在metalink 41954.1 上看到:
o At the same time a bitmap of the hashed values is built using both hash values
bitmap是由join keys的2个hash值组成的,对吧?
在下面的“Bitmap for unique join keys”有点看不懂了,结合《Hash Joins, Implementation and Tuning》中的描述,似乎bitmap是保存的join keys,那这样不就可以直接确定关联关系了吗,没必要再去执行之后的probe hash table了,搞不懂....而且bitmap的使用大小也很小的,不可能是unique join keys的.......
我一开始以为bitmap保存的是小表的unique hash value,这样当大表扫描bitmap的时候就起到了filter的作用,如果大表的hash value和bitmap符合,再去buckets里查看具体的join key value是否一致,这样最后出结果,现在有点懵了,麻烦XD们帮忙解释一下。
原文关于bitmap的说明:
Bitmap for unique join keys
===========================
This bitmap is effectively a flag that indicates if a particular hash bucket
contains values. The bitmap records the hash values that actually contain
records. The point of this is to strip out rows from S before they
are written to the partition on disk because they do not hash to any of the
partition(s) that are currently in memory. This bitmap is consulted before
the rows from S are put in to partitions on disk so that we do not have the
overhead of writing out and then reading back in rows that are never going
to join.
The filter really tells us what is NOT stored on disk as opposed to
what is. Since different values can hash to the same hash value, a match on a
hash value does not guarantee that the actual value is the one that caused the
hash partition to be populated.

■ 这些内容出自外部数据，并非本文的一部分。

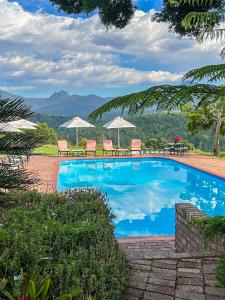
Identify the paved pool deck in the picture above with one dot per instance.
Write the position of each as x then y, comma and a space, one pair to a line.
46, 167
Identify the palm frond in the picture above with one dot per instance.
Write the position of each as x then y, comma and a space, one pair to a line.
164, 97
202, 19
210, 73
217, 34
11, 110
193, 2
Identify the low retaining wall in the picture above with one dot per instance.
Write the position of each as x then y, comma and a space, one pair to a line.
188, 237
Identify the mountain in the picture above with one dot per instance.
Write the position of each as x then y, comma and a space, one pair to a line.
6, 95
62, 103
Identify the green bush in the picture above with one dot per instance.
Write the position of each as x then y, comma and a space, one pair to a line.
67, 236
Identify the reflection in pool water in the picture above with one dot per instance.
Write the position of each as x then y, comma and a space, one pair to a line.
142, 192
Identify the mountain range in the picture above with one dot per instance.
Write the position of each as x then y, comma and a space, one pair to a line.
62, 103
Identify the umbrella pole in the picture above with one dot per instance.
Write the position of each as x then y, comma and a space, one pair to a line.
77, 137
118, 138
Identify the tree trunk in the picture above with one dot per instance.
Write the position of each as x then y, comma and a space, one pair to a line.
216, 146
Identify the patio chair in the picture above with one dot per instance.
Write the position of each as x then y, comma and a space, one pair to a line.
108, 147
136, 146
90, 147
63, 147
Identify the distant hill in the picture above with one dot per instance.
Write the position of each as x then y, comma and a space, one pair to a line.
62, 103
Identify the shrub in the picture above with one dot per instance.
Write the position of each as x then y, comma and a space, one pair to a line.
67, 236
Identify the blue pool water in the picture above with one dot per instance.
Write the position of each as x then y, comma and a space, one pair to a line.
142, 192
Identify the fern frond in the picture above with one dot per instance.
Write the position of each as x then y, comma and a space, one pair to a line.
164, 97
193, 2
210, 73
11, 110
202, 19
213, 34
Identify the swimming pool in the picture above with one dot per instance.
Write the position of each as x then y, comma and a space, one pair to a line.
142, 192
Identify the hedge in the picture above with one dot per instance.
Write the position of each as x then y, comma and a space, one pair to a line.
68, 236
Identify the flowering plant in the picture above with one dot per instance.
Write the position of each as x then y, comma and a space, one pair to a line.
177, 139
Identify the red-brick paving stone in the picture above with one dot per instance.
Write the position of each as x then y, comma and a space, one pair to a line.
156, 271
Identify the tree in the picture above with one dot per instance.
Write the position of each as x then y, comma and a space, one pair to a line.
207, 115
166, 97
44, 133
15, 144
202, 19
179, 15
117, 13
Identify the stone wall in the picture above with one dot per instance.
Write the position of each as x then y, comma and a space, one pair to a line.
188, 237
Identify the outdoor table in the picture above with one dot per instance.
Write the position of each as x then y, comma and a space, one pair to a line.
121, 150
77, 151
148, 150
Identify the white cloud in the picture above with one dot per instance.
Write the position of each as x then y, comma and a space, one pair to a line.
41, 50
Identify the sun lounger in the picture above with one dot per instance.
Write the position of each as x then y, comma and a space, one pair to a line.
136, 146
63, 148
90, 147
108, 147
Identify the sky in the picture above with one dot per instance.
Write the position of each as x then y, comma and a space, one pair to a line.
43, 51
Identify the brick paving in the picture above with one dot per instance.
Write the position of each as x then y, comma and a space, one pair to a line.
156, 271
46, 167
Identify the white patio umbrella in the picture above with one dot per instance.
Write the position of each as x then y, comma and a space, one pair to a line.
6, 127
77, 123
23, 124
119, 123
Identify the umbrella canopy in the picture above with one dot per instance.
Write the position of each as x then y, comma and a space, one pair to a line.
77, 122
23, 124
6, 127
119, 123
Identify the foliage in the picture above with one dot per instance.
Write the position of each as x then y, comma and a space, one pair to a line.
69, 236
33, 288
43, 132
210, 72
12, 144
177, 14
117, 13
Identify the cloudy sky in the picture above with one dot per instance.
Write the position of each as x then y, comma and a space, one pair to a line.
42, 51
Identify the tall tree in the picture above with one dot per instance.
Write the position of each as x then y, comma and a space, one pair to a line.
12, 144
182, 16
117, 13
174, 97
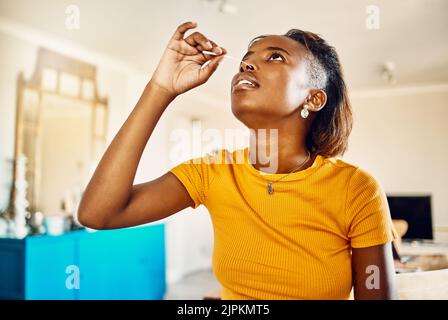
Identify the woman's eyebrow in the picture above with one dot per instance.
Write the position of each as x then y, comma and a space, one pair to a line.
268, 49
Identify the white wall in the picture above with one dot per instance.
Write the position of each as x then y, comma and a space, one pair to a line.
401, 136
189, 236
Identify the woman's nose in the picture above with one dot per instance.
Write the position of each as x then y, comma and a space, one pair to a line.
246, 66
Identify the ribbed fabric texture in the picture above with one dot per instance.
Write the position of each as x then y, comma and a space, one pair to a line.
295, 243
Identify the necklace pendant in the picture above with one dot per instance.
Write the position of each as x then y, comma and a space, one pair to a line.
270, 188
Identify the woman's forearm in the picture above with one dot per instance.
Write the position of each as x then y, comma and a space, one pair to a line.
110, 187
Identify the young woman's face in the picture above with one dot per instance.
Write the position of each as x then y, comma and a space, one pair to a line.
278, 74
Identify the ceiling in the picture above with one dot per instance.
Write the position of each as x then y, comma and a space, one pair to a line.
412, 33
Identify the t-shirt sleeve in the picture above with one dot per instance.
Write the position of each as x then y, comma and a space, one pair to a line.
196, 176
367, 212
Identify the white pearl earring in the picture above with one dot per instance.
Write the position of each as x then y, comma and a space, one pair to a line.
304, 113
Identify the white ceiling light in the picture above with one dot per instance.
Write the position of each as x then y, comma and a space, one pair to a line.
222, 6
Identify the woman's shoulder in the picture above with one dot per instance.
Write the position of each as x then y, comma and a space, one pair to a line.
357, 173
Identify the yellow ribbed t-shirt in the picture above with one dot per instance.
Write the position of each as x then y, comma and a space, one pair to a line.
295, 243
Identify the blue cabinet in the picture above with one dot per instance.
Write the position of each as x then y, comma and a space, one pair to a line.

However it can filter a good proportion of
rows, hence its usage.
If the hash value is not present then the value is definately not
in the hash table.
It is possible to get false positives; keys that hash to a value in the hash
value set, but are not contained in the data set.
False positives are less likely as the hash value range increases.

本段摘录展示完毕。